Clearly, this is only one of several strategies that schools need to pursue if they are to attract a population of students that represents the racial, ethnic, and socioeconomic diversity of our country. Nevertheless, this strategy is a key one. In considering whether to undertake it, those holding leadership positions in medical schools need to recognize that the size of the community college student population will continue to grow. Several states have now adopted policies for expanding the number and size of community colleges to accommodate the need to provide educational opportunities for a larger percentage of their college-age residents. At the same time, they are adopting programs that would link community colleges more closely with four-year state universities to increase the opportunity for students studying in those colleges to obtain a bachelors degree or to transfer to a four-year institution in their state.
This country is likely to face a huge challenge in the coming years as the cost of health care continues to escalate and the size of the physician workforce becomes progressively more inadequate to meet the demands for medical care. As this situation evolves, who will be advocates for, and who will serve, the growing population of individuals and families who are inadequately insured and unable to bear the costs of medical care? The medical profession is more likely to address those challenges in an aggressive manner if there are within the profession doctors who have come from less advantaged families and who understand, therefore, the devastating effect that not being able to gain needed health care services has on those families. This will not be the case unless medical schools begin to adopt strategies for increasing the number of those students studying medicine who once believed being a doctor was an unattainable dream.
Michael E. Whitcomb, MD
1 Cooper RA. Impact of trends in primary, secondary, and postsecondary education on applications to medical school. II: Considerations of race, ethnicity, and income. Acad Med. 2003;78:864–76.

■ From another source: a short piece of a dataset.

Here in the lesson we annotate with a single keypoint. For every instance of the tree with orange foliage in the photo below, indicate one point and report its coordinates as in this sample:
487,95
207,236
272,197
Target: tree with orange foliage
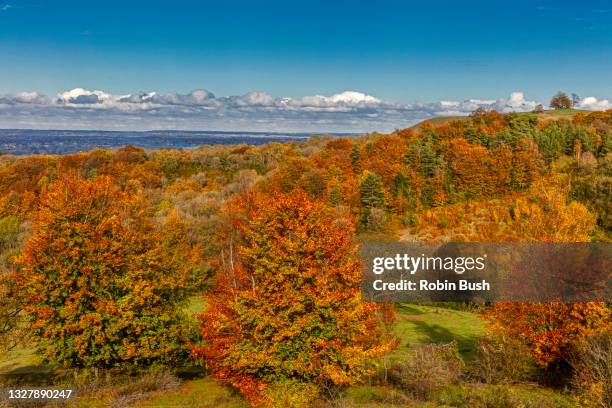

2 Medical Educational Costs and Student Debt. A Working Group Report to the AAMC Governance. Washington, DC: Association of American Medical Colleges, 2005.
3 Whitcomb ME. Who will study medicine in the future? Acad Med. 2006;81:205–6.
4 Wyner J. Educational equity and the transfer student. Chron High Educ. 2006;52:B6–B10.
5 Indicators of Opportunity in Higher Education. The Pell Institute for the Study of Opportunity in Higher Education. Washington, DC: The Pell Institute, 2004.